Le glyphosate en cinq questions

Le glyphosate, dont l’utilisation a été renouvelée pour cinq ans par l’UE en novembre dernier, s’est encore retrouvé au cœur des débats lors de l’examen d’un projet de loi sur l’agriculture à l’Assemblée nationale française, lundi 28 mai 2018. Pourtant, on ne sait pas toujours vraiment ce dont il s’agit. Pour tout connaître sur le pesticide le plus utilisé au monde, quelques éclaircissements s’imposent.

Après avoir longuement hésité, l’Union européenne a prolongé de cinq ans, en novembre 2017, l’autorisation de vente du glyphosate sur son territoire. Dix-huit Etats s’y sont montrés favorables – dont l’Allemagne -, neuf ont voté contre et le dernier des vingt-huit s’est abstenu. Une décision arrachée presque à la dernière minute, puisque l’autorisation actuellement en vigueur prenait fin le 15 décembre.

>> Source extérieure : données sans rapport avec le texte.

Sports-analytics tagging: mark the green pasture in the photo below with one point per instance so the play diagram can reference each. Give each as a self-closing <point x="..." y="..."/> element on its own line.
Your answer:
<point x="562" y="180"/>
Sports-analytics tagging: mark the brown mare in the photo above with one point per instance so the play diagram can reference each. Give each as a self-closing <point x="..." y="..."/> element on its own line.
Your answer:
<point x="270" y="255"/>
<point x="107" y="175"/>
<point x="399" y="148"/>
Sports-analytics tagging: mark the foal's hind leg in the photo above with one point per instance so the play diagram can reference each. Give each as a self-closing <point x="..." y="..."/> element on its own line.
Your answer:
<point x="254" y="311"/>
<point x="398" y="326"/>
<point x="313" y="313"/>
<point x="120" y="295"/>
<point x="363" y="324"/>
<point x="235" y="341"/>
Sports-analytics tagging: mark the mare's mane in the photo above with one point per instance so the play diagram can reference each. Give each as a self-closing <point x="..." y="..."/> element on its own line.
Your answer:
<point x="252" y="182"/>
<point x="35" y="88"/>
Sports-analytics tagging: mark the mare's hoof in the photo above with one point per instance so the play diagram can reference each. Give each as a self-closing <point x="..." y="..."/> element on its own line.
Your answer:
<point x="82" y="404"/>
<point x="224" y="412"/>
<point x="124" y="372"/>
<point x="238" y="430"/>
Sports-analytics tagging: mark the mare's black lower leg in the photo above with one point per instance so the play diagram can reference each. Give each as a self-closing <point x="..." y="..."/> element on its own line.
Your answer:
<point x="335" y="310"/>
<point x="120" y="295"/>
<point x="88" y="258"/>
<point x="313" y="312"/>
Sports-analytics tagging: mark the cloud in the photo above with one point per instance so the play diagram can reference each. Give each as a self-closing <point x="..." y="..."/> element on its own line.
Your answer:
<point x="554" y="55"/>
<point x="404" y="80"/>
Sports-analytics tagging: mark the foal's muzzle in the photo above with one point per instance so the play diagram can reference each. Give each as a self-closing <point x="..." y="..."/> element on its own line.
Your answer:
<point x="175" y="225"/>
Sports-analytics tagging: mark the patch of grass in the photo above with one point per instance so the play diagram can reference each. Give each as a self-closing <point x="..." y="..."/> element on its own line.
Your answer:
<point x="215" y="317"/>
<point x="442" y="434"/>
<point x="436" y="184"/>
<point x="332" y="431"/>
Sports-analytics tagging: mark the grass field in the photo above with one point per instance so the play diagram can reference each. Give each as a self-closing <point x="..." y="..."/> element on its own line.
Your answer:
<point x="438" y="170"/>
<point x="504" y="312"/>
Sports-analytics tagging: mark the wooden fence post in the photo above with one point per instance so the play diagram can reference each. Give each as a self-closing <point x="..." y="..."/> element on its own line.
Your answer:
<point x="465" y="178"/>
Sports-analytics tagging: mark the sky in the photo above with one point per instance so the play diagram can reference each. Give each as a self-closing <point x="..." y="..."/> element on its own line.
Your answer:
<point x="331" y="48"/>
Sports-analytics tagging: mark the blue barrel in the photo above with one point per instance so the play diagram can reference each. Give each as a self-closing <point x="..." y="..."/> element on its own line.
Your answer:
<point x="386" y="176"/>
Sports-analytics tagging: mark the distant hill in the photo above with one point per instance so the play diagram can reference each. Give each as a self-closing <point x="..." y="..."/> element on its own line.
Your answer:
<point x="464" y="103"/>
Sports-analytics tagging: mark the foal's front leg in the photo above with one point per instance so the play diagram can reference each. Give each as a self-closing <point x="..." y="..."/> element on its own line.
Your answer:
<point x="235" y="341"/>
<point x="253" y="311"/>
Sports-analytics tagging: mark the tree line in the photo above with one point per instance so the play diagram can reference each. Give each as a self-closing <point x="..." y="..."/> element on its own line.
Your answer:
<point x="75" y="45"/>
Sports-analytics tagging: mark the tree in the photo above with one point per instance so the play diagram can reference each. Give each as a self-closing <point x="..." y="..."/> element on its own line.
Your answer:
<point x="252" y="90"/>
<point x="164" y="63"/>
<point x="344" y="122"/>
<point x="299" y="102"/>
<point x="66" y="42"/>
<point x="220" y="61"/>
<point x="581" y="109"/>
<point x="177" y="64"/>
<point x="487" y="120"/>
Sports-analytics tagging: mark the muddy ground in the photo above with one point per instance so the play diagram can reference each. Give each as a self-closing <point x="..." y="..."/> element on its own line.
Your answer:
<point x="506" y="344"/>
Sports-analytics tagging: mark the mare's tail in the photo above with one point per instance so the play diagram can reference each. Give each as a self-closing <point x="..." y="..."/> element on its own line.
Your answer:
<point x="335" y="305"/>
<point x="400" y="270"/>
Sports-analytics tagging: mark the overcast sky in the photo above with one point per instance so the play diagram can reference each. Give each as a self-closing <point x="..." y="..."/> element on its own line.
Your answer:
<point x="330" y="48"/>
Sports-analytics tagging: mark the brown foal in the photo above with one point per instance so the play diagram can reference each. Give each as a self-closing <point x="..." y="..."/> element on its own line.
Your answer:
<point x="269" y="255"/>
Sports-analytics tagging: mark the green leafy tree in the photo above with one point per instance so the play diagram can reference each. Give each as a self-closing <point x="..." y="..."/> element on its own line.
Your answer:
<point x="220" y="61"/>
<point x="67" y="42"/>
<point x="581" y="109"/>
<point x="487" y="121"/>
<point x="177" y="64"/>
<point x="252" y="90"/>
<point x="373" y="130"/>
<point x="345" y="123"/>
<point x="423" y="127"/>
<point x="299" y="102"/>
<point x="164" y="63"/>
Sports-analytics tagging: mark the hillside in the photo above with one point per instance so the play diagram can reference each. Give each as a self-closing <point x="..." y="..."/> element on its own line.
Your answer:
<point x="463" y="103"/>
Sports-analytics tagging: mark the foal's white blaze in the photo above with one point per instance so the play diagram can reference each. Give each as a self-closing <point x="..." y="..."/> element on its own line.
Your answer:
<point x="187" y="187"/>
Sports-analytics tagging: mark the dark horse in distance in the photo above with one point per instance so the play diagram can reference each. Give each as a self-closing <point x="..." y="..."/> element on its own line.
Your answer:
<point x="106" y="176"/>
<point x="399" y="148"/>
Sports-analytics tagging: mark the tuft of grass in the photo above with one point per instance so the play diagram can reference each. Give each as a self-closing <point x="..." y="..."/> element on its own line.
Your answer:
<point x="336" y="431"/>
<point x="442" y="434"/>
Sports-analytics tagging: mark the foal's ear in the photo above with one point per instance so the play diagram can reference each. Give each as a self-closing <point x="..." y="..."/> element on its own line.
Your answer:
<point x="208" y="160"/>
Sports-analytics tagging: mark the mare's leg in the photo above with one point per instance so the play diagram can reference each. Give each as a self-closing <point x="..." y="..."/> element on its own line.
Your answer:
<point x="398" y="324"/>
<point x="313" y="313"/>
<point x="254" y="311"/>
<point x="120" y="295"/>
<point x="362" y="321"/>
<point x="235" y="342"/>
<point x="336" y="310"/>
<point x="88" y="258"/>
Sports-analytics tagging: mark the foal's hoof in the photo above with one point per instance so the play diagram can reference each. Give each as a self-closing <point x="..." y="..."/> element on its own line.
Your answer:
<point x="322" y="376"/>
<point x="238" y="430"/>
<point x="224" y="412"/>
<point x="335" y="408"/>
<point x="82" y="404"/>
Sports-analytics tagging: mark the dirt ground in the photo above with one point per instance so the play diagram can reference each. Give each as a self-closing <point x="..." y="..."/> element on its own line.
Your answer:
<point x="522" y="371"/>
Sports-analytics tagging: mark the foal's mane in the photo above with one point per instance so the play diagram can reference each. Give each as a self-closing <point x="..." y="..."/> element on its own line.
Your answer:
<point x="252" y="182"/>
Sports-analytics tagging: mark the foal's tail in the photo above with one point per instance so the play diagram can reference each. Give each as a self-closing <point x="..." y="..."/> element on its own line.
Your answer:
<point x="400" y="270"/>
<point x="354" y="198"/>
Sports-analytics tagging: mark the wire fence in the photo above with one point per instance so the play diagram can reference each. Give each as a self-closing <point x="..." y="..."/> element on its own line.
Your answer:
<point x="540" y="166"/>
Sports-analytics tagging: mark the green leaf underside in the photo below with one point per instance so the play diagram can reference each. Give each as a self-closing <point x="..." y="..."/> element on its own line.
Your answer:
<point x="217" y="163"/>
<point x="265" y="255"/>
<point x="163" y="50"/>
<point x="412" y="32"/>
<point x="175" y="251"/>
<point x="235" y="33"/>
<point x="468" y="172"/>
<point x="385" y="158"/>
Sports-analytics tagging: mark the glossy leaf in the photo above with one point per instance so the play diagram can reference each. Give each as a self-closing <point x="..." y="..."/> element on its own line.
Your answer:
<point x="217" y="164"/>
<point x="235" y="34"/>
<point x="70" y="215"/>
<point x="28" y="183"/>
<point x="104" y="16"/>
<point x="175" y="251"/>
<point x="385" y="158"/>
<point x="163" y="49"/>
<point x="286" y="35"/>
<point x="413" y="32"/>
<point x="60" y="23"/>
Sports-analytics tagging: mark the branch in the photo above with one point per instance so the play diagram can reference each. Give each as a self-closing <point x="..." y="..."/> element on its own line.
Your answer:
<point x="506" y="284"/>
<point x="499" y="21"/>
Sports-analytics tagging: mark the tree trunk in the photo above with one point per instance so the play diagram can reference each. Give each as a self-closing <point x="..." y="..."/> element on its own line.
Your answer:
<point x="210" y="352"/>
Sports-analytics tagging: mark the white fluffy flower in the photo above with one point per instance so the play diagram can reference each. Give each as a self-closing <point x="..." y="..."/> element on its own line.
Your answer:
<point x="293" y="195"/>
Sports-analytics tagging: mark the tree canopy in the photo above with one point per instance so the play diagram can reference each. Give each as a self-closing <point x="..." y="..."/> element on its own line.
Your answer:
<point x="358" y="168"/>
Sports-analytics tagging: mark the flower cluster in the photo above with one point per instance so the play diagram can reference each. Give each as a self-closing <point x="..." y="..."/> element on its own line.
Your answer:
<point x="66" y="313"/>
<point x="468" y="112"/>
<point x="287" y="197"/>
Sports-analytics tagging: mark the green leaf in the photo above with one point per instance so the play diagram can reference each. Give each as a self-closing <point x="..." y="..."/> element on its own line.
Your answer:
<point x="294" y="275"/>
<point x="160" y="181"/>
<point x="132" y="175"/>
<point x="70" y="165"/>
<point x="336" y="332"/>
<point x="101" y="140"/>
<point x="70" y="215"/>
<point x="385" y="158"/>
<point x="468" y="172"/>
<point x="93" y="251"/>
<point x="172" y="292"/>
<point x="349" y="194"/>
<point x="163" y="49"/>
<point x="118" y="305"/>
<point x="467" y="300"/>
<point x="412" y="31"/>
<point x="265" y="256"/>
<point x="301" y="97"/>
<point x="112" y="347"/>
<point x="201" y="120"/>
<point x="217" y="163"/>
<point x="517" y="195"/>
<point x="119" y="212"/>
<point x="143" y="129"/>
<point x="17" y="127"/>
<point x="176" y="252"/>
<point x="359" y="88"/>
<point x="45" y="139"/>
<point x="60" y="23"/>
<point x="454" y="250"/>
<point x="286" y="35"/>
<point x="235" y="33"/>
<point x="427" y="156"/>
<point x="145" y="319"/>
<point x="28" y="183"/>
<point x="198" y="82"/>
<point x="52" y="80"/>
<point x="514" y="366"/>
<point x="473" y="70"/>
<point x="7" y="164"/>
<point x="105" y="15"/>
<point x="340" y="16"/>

Ce vote a réussi la prouesse de décevoir autant les vendeurs de glyphosate que ceux qui militent pour son interdiction. Les producteurs se sont ainsi déclarés « profondément déçus » par une décision jugée « discriminatoire » et « politique », alors qu’ils espéraient un renouvellement complet, plus long donc, de l’autorisation. Les opposants, eux, regrettent que le pesticide n’ait pas été tout simplement interdit à la vente au sein de l’UE.

Lundi 28 mai 2018, ces désaccords se sont ressentis à Paris, où le président Macron avait annoncé, après le vote européen, que le glyphosate serait interdit en France « dès que des alternatives auront été trouvées, au plus tard dans trois ans ». A l’occasion de l’examen d’un projet de loi du ministre de l’Agriculture Stéphane Travert, des députés souhaitaient que le principe de la sortie du glyphosate d’ici 2021 soit inscrit dans le marbre. Ils ont échoué.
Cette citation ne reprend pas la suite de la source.